Eu fecho os olhos outra vez e empurro o corpo para trás, me recusando a aceitar. Solto um grunhido mal-humorado, mas acabo cedendo e levanto da cama em um salto, esticando os braços para a frente e para os lados e depois flexionando um por um. Olho para meu avô com uma careta de má vontade:

– Isso é quase uma heresia.

– Acordar cedo?

– Exatamente.

– Seis meses aqui e ainda não está acostumado?

As palavras do meu avô soam como um balde de água fria sendo jogado bem na minha cara. Seis meses. Uau, é muito tempo.

– Hoje é o grande dia – meu avô me lembra com animação.

Eu olho para meu próprio reflexo no espelho em cima da cômoda e repito, com a voz comedida:

– Hoje é o grande dia.


≈ ≈ ≈


Depois do café da manhã que com certeza seria aplaudido de pé pelos nutricionistas e obcecados pela saúde - iogurte natural com granola e aveia, suco de pêra e uma torradinha de pão integral com creme de ricota -, eu e meus avós estamos prontos para partir.

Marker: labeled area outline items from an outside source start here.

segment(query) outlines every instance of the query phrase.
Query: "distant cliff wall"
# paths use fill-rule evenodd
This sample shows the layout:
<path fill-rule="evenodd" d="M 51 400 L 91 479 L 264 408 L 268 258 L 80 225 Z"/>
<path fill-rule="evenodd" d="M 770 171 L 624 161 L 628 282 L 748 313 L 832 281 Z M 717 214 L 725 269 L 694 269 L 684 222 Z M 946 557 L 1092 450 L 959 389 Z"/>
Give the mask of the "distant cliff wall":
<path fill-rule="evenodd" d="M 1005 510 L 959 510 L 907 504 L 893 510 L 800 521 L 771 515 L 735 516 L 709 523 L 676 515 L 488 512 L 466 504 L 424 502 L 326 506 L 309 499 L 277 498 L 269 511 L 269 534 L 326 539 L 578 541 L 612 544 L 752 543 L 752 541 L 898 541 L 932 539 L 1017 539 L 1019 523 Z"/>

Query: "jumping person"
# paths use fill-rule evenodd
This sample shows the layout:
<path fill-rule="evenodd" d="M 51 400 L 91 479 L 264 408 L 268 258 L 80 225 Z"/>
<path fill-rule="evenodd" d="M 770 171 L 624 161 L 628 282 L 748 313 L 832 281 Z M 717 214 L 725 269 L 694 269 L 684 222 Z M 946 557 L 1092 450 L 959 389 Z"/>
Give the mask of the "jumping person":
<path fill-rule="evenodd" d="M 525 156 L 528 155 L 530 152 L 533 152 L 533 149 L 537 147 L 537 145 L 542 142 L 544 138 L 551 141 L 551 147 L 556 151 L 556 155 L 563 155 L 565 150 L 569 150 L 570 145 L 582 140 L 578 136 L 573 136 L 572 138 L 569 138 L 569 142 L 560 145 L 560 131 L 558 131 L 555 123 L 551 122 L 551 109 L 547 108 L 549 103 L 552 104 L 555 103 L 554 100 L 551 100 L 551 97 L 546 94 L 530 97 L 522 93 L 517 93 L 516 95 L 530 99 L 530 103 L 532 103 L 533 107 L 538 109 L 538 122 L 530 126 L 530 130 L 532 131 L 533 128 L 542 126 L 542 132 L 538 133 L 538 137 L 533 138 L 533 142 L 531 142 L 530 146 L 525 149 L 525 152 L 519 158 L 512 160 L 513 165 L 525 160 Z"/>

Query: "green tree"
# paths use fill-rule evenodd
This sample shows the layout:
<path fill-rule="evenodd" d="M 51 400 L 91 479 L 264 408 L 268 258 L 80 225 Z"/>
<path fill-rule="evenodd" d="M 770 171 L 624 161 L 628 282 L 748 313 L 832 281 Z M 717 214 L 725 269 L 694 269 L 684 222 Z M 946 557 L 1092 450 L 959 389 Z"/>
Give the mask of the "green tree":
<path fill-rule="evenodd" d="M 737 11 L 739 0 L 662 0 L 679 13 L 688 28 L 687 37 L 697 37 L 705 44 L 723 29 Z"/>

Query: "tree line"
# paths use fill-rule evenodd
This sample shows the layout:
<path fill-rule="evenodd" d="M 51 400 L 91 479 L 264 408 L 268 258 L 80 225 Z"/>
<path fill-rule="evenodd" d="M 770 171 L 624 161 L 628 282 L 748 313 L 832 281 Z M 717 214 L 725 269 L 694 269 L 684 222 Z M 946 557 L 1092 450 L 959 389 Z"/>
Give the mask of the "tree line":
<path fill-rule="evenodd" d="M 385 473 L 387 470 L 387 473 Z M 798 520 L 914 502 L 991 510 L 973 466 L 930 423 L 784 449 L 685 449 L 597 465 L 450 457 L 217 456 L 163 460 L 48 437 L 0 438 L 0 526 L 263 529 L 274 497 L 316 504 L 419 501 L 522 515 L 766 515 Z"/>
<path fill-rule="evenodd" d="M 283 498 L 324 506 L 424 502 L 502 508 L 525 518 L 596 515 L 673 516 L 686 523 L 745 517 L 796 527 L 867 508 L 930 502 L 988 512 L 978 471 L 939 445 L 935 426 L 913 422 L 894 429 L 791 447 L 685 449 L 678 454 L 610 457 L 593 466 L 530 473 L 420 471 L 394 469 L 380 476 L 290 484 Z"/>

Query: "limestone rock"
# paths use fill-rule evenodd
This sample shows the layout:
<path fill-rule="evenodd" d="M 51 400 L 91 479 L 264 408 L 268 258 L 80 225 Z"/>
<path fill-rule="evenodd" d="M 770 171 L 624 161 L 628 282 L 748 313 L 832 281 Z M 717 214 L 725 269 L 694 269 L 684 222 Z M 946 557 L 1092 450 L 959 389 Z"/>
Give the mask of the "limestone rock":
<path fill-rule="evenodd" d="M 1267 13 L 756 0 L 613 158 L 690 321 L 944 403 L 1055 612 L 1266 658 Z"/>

Eles moram na região norte da cidade, então, contando todo o trânsito já intenso pela manhã, passamos cerca de uma hora no carro ouvindo as velharias dos meus pais que passei para o pen drive.

– As melhores dos anos 80 e 90 – meu avô comenta, tão logo R.E.M começa a tocar.

Ele e minha avó estão tão acostumados às canções, talvez por causa do meu pai ou por minha própria causa, que as ouvi todos os dias nos últimos seis meses, que cantarolam alguns trechos de maneira desajeitada e mexem as cabeças para acompanhar os ritmos que tocam.

Eu vou o caminho inteiro do lado da janela, que abri, observando as ruas pelas quais passamos. Velhos costumes nunca morrem.

– É uma pena você ter que deixar a academia logo agora – vovó comenta quando estamos quase chegando.